Questi masi, sparsi tra le montagne e in armonia con il paesaggio dolomitico, sono stati accuratamente smontati e ricostruiti nel museo, rispettando la loro struttura originaria e la logica funzionale che li caratterizzava. Visitare un maso significa entrare in un mondo fatto di fatica, ingegno e profondo legame con la terra.
Un maso garantiva la sussistenza di una famiglia attraverso la coltivazione di pochi ettari di terreno, adibiti principalmente a pascolo e alla coltivazione di cereali resistenti al clima rigido: avena, farro, orzo e segale. Il frumento era una rarità, utilizzato per panificare solo poche volte l’anno.
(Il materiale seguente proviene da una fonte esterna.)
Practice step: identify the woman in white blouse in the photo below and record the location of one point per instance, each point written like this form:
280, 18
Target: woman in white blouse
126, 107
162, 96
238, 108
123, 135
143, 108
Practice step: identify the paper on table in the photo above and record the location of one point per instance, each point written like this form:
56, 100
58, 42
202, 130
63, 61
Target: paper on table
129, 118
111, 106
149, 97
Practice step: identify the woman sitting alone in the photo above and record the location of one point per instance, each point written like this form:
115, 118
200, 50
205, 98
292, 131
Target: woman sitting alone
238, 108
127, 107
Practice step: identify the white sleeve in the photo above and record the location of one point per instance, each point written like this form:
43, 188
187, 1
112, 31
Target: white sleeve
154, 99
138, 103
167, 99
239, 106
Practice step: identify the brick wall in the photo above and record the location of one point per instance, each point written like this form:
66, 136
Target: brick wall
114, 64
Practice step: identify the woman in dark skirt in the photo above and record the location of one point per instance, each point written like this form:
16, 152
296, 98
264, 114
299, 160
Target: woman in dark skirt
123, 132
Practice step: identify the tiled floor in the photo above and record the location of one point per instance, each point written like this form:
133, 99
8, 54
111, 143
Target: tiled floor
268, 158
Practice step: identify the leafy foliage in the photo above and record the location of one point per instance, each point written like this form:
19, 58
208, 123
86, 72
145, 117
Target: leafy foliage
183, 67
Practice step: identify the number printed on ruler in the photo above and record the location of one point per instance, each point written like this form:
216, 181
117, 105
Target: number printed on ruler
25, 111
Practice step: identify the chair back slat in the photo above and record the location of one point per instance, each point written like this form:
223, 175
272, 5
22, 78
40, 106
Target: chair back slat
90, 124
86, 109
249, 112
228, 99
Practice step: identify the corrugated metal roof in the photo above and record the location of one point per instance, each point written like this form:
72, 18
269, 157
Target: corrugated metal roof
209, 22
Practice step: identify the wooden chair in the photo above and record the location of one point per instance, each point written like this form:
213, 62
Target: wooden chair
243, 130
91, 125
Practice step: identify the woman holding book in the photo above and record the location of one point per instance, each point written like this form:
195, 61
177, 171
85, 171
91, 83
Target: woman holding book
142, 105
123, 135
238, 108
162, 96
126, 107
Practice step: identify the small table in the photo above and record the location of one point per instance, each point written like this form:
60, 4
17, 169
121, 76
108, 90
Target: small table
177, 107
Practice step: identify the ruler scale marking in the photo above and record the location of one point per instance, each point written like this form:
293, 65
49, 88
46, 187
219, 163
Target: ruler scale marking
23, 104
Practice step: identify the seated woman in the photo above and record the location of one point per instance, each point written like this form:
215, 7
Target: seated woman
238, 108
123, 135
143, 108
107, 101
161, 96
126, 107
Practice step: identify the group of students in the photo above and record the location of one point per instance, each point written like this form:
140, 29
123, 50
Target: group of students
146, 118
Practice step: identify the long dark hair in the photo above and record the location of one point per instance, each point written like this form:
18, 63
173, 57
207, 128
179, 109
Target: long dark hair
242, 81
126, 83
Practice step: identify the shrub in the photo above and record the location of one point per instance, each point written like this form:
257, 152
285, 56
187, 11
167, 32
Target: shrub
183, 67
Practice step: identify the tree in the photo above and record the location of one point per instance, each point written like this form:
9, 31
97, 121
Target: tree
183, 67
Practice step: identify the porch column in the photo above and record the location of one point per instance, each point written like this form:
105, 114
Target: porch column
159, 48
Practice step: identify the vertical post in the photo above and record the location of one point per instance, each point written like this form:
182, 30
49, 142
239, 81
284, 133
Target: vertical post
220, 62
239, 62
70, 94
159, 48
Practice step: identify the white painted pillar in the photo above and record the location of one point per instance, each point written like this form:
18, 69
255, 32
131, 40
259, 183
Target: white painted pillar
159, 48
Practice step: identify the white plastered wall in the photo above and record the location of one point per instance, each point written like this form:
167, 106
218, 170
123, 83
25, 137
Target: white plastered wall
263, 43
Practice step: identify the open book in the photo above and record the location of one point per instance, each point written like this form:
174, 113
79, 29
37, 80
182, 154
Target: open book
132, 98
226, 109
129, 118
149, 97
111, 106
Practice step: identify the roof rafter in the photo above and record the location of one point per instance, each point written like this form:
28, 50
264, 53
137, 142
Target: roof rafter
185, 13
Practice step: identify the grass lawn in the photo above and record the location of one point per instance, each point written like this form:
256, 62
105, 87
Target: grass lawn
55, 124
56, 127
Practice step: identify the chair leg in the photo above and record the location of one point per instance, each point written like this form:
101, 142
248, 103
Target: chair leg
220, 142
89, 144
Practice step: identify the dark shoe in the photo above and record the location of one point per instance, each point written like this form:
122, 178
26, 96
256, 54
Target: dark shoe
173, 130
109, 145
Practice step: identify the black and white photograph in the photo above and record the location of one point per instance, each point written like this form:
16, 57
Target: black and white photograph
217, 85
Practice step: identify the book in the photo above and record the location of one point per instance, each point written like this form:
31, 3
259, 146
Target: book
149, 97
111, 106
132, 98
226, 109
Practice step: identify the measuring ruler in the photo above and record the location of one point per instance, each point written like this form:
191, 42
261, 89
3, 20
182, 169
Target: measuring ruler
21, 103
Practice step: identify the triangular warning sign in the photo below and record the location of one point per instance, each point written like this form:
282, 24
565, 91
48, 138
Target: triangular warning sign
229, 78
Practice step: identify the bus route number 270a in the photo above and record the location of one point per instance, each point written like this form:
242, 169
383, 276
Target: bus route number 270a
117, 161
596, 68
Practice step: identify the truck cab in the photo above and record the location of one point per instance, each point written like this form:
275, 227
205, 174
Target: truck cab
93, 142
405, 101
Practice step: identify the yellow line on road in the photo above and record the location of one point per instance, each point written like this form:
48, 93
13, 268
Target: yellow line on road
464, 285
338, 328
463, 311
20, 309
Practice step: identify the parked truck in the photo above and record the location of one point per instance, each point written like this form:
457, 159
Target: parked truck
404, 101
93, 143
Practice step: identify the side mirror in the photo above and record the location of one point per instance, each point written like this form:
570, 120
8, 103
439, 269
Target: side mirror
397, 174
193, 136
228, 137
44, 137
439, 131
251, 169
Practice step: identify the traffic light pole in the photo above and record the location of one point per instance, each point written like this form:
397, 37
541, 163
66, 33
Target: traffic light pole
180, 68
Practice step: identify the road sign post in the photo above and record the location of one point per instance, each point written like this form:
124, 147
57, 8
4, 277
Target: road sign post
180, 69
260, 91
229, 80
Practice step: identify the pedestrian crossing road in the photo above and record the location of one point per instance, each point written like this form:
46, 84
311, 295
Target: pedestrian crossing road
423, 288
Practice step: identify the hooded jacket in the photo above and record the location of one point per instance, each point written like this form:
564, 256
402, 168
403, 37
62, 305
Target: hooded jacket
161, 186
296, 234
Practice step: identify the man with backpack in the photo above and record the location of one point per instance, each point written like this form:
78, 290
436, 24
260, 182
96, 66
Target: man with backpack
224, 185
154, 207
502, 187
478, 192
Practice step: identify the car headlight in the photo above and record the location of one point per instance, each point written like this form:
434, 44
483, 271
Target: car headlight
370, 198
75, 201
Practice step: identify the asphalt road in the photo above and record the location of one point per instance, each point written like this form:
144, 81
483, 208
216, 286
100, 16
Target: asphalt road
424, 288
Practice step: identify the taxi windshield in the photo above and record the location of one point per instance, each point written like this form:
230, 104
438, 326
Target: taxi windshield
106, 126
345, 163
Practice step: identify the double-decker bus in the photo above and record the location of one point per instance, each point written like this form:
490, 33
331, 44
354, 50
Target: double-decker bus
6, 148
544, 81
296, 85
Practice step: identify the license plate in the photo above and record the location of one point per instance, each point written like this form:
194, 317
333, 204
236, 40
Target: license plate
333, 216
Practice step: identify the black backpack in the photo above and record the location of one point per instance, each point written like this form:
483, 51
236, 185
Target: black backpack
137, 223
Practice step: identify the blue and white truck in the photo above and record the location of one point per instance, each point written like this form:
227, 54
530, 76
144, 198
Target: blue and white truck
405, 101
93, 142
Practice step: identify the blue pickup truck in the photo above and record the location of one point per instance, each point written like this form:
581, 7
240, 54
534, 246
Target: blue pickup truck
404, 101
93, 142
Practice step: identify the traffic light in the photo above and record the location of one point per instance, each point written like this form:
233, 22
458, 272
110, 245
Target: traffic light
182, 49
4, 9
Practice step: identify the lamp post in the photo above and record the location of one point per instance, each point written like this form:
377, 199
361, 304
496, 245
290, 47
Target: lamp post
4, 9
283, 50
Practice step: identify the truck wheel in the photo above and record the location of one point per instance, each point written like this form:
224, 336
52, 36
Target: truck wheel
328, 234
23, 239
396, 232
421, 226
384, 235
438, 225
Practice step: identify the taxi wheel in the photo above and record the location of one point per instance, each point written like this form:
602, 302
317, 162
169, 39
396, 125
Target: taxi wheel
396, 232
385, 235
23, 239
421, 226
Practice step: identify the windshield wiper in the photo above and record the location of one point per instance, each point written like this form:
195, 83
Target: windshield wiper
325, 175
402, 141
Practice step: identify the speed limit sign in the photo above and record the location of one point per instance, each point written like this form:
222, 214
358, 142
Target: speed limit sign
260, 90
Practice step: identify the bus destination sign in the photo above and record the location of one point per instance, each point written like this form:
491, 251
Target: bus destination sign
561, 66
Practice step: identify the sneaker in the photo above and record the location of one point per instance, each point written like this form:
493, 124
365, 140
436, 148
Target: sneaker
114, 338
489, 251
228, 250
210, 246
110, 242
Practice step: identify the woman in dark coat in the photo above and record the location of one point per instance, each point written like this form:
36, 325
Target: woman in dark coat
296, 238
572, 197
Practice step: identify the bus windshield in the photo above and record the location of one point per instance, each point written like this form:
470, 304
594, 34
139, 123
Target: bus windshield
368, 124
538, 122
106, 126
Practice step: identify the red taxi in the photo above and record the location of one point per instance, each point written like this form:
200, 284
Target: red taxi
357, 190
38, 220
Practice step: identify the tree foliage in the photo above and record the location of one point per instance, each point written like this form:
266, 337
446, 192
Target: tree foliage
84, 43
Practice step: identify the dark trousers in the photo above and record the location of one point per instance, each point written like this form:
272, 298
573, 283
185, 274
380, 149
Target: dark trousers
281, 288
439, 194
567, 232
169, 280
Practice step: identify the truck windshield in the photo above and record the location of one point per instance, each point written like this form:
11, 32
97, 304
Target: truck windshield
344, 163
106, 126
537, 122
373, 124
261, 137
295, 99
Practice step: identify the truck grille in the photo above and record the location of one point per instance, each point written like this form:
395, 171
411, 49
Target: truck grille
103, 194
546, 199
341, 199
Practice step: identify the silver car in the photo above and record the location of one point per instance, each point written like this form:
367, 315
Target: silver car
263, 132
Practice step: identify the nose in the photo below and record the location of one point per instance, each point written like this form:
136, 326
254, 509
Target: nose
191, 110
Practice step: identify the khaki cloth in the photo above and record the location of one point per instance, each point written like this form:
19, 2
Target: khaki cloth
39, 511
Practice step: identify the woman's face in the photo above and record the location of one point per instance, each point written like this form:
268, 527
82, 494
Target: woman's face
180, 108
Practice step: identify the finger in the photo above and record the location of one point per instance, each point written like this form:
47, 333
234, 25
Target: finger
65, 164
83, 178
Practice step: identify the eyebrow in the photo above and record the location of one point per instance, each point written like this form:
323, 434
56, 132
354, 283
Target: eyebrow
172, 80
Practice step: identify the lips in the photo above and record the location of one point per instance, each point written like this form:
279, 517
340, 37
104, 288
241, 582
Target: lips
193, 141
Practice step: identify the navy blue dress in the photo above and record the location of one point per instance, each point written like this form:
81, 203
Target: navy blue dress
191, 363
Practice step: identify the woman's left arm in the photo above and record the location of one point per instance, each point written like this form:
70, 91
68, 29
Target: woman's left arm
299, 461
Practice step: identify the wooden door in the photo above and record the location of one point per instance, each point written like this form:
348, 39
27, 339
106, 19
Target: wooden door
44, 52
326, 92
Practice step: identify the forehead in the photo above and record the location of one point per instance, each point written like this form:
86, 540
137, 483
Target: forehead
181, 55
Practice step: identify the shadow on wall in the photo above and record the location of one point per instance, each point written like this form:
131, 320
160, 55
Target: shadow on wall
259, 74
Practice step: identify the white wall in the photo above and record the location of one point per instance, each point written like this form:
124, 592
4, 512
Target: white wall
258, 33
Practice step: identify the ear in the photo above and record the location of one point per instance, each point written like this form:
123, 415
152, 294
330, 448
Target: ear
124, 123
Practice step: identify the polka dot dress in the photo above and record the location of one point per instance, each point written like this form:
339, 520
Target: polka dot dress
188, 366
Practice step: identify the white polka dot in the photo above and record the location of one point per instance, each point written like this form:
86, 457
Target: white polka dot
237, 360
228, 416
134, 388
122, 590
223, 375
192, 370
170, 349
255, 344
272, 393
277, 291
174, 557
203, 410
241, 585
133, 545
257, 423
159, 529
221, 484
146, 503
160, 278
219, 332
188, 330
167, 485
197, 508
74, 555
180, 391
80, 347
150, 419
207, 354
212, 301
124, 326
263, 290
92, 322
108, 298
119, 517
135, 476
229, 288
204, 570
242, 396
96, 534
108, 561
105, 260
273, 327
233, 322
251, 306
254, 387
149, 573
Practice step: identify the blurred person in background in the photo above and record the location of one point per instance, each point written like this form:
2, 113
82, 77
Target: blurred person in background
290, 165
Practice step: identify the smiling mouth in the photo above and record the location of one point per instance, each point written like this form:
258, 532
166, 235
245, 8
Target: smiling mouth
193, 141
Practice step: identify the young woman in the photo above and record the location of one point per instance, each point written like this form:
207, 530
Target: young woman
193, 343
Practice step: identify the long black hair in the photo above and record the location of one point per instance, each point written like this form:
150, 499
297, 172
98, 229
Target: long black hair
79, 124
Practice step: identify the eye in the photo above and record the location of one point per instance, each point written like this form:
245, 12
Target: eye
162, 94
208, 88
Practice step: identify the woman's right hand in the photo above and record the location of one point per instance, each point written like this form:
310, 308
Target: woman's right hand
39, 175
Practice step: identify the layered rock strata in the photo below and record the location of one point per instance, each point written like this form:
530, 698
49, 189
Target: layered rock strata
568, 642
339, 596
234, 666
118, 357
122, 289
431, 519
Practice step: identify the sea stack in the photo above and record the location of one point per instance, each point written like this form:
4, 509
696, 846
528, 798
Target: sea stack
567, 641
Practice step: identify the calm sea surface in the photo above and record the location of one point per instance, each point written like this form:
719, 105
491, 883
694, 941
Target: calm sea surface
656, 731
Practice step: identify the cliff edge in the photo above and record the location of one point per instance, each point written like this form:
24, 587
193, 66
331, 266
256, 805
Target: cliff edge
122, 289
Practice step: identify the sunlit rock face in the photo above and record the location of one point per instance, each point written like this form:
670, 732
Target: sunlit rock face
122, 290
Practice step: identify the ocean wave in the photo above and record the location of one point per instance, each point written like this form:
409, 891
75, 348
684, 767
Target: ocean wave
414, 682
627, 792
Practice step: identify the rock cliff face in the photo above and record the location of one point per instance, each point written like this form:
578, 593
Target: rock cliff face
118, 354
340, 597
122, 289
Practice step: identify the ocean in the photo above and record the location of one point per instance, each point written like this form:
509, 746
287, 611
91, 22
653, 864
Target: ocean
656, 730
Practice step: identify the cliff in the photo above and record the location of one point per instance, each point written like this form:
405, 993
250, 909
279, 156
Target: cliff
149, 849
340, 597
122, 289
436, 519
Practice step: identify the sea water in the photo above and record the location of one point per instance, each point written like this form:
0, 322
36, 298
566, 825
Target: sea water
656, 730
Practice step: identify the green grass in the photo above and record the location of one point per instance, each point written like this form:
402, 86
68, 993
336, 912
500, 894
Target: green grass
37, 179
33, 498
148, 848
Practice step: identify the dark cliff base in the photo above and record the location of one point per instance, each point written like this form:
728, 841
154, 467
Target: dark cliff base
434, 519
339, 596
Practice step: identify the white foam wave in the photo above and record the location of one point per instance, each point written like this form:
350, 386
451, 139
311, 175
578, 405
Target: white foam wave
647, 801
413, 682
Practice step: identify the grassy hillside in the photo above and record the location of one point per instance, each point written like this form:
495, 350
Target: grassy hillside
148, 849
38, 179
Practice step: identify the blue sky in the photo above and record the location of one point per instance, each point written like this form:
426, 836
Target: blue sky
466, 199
L’alimentazione era integrata da legumi e verdure, come crauti e cavoli.
La vita nei masi era dura e faticosa, come testimoniano gli oggetti esposti nel museo: utensili da lavoro, cucine, stalle, fucine, mulini, botteghe di fabbri e calzolai. La falegnameria era un’arte essenziale, praticata all’interno del maso stesso, utilizzando strumenti artigianali costruiti durante i lunghi inverni.
La casa nobiliare: un contrasto stridente
All’ingresso del museo, si erge in contrasto con la semplicità dei masi, una casa nobiliare del XVII secolo, appartenuta al barone Anton Wenzi zu Sternbach. Una dimora che incarna l’abbondanza e lo sfarzo della vita aristocratica.